We’ve recently started exploring foreign parts of the periodic table, and turned our attention to sulfur. Organosulfur compounds are useful in various settings, and three-component couplings represent a fast, efficient, and modular way to synthesize such compounds. Classical carbosulfenylation (the addition of a carbon and a sulfur(II) group across an alkene) proceed via a reactive thiiranium intermediate that is then opened in an SN2 fashion, with limitations arising from the electrophilic nature of the sulfenyl transfer groups typically employed. We envisioned an alternative organometallic approach relying on three-component catalytic coupling of organoboron nucleophiles, sulfenyl electrophiles, and unactivated alkenes. This novel transformation was enabled by the discovery of a new family of N–S electrophiles that possess perfectly balanced reactivity, which could be understood through computational studies. Hats off to the team, graduate student co-authors Zi-Qi and Taeho, and former SURF intern Yilin, who has since returned to UCSB to finish her senior year of college.
In a new book chapter that appears online this week, Luke, Alena, Taeho, and Zi-Qi review the broad field of metal-mediated difunctionalization of unsaturated organic compounds (i.e., those containing a carbon–carbon π-bond). The chapter is part of the forthcoming book Comprehensive Organometallic Chemistry IV edited by Prof. Ian Tonks.

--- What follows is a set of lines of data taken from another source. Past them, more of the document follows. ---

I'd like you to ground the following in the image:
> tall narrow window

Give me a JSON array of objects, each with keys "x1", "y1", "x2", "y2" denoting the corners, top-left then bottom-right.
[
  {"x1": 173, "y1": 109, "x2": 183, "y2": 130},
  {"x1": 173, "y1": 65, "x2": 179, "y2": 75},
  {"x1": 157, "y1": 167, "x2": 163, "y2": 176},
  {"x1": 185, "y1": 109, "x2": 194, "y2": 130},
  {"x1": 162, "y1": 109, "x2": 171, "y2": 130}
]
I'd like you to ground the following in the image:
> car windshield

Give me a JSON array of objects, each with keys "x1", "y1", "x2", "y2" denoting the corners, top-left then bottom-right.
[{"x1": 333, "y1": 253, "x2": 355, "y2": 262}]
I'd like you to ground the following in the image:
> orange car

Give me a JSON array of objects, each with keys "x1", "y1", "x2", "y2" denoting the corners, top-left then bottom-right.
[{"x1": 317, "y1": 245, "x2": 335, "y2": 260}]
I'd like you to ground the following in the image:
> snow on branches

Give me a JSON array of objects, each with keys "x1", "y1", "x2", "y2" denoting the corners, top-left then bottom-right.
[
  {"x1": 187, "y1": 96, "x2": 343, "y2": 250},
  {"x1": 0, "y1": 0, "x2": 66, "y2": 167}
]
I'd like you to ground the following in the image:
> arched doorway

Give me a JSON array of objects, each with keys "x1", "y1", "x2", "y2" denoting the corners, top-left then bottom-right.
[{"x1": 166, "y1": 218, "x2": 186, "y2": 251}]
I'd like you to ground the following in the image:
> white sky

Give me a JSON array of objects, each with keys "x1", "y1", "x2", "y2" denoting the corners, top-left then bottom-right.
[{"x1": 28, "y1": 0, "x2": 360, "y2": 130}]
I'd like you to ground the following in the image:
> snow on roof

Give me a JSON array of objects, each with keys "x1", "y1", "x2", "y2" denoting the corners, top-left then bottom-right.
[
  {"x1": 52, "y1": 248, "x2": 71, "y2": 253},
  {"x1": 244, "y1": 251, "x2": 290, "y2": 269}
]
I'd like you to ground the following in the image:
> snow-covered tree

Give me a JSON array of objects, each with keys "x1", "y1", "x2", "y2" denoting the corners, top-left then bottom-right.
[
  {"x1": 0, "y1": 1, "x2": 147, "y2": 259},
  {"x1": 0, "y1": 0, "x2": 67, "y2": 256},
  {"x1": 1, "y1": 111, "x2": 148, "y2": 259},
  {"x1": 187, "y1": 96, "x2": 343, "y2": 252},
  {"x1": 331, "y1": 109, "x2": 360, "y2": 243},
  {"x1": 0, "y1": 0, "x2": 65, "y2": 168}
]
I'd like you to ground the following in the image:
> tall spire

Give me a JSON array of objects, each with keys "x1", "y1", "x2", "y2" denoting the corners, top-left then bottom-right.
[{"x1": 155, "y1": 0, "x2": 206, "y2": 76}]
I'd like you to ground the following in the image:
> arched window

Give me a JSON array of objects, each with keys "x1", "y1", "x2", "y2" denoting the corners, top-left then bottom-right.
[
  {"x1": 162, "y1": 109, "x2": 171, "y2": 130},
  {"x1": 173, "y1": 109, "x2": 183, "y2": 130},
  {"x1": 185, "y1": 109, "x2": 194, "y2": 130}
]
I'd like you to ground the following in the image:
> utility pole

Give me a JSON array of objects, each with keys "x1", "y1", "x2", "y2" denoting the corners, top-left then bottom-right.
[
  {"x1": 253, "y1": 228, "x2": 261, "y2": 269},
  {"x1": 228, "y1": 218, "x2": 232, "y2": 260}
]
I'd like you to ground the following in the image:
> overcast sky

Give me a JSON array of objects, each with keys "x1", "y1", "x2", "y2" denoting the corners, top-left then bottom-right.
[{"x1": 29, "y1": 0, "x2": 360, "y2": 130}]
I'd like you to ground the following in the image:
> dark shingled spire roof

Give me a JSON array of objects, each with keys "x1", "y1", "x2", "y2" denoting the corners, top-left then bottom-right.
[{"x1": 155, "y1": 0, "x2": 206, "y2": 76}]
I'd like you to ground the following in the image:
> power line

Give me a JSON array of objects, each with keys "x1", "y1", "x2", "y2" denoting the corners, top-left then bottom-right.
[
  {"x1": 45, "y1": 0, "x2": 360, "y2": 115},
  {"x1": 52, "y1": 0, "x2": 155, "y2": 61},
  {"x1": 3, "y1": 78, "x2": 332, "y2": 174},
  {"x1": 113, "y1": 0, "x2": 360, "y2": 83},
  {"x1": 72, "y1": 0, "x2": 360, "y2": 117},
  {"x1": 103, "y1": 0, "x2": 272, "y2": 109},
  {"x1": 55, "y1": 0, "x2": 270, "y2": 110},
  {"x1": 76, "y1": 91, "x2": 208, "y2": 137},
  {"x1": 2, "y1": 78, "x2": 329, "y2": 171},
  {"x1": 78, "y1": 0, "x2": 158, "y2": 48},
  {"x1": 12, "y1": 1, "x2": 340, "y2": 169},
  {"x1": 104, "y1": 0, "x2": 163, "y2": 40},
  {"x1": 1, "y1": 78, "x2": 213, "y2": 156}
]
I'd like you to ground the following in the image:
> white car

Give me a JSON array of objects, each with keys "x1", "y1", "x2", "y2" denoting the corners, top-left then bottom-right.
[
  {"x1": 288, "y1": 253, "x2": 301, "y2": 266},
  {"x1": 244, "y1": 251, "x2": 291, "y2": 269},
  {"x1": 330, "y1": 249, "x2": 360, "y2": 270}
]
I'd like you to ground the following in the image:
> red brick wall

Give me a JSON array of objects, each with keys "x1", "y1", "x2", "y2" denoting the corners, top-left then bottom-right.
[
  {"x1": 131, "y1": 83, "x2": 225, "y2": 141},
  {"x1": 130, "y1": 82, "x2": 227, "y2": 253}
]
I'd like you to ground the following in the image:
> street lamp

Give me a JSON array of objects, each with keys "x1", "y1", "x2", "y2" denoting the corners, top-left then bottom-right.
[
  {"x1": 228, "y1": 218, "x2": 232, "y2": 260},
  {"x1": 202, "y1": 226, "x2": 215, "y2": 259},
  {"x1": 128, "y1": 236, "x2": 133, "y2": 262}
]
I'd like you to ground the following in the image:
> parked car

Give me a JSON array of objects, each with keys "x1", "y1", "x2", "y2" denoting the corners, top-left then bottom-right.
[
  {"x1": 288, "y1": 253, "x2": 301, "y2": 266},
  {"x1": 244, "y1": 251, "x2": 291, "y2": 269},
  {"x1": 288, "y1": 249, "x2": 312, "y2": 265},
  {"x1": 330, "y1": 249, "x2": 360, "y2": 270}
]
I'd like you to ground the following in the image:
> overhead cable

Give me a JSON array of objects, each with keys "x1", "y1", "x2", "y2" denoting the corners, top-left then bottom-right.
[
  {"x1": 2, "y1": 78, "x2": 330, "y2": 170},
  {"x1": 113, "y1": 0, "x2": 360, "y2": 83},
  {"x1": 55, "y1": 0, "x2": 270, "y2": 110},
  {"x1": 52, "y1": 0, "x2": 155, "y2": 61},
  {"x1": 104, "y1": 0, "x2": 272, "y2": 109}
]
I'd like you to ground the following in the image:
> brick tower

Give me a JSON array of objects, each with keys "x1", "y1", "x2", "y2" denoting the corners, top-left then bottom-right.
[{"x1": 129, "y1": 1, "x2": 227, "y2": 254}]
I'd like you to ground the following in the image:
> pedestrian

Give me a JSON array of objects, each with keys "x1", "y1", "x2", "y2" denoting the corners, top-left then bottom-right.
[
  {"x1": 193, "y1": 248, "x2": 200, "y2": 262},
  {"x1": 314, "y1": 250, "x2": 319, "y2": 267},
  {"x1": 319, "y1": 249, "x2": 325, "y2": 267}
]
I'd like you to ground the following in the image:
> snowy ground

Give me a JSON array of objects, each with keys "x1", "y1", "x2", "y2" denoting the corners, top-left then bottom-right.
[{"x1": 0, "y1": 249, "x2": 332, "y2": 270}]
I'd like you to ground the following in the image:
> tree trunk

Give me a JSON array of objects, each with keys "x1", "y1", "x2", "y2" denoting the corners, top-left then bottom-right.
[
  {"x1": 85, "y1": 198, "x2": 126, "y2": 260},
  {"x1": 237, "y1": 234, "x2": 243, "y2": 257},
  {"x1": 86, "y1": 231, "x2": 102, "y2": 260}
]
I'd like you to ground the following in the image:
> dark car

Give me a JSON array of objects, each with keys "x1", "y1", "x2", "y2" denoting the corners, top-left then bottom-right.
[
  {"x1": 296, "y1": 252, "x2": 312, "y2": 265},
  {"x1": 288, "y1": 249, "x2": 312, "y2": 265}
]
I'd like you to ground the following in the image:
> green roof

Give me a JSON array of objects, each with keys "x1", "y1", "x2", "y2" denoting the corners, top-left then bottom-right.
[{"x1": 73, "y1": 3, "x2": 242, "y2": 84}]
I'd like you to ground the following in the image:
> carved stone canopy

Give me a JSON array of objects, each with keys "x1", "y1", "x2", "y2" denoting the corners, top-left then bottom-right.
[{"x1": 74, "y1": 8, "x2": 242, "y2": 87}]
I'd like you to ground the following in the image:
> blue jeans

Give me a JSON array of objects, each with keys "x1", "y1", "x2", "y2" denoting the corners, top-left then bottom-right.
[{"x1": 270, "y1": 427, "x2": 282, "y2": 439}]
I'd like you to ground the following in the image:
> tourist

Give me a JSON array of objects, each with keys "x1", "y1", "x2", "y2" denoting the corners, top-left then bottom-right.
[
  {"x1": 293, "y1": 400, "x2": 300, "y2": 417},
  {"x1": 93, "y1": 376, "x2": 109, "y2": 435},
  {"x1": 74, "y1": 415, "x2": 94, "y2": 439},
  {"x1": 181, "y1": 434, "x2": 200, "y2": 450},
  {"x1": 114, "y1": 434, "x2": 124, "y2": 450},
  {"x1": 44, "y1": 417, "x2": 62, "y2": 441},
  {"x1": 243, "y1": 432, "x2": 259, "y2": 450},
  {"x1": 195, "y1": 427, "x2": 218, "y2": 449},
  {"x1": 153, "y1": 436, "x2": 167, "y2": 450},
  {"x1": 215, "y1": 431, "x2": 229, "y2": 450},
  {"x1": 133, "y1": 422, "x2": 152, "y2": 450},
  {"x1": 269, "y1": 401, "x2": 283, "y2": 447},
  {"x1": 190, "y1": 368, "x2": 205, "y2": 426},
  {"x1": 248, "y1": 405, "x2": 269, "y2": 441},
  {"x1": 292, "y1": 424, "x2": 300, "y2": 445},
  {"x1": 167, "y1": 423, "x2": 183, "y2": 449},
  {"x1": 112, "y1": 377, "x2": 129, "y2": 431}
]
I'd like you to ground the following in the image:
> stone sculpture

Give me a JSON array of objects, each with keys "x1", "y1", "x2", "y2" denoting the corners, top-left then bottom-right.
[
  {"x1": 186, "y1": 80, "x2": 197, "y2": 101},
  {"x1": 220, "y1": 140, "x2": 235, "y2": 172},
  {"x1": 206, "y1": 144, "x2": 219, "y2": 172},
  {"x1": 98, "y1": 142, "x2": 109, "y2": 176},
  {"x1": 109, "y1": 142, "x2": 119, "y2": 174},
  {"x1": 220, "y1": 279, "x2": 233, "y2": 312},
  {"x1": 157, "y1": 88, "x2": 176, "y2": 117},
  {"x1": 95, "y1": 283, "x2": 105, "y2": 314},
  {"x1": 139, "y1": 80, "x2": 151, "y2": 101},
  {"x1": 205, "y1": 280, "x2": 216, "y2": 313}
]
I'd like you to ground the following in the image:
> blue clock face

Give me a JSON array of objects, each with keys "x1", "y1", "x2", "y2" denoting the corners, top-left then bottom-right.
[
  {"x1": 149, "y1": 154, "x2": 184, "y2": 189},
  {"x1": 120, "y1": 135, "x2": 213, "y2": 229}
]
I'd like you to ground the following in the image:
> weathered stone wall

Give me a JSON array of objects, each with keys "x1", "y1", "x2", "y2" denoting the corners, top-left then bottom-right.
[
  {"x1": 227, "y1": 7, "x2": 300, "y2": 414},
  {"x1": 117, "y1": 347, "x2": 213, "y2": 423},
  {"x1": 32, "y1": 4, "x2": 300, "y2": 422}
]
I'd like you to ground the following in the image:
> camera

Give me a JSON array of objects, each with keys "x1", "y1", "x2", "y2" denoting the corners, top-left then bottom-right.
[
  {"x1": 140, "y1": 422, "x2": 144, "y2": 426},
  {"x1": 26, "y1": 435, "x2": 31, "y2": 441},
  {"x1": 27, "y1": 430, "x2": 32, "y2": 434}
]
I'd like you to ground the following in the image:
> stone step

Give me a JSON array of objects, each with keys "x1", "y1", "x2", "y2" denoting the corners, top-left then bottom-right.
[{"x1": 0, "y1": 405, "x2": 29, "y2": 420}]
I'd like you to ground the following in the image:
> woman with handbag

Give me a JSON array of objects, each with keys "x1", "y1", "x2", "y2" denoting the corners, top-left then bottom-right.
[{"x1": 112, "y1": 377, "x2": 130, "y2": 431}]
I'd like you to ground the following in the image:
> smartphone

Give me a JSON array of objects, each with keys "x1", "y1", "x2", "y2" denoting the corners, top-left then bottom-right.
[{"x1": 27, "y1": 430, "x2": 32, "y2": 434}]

This week Keary was selected together with Prof. Thomas Bennett (Cambridge) to receive the 2021 ChemComm Emerging Investigator Lectureship. The award recognizes scientists in the early stages of their independent academic careers who have made exceptional contributions to the field of chemistry. As part of the award, in 2022 Keary will give a series of lectures in both in-person and virtual format . Congrats to Keary and the entire Engle lab past and present for contributing the science being recognized!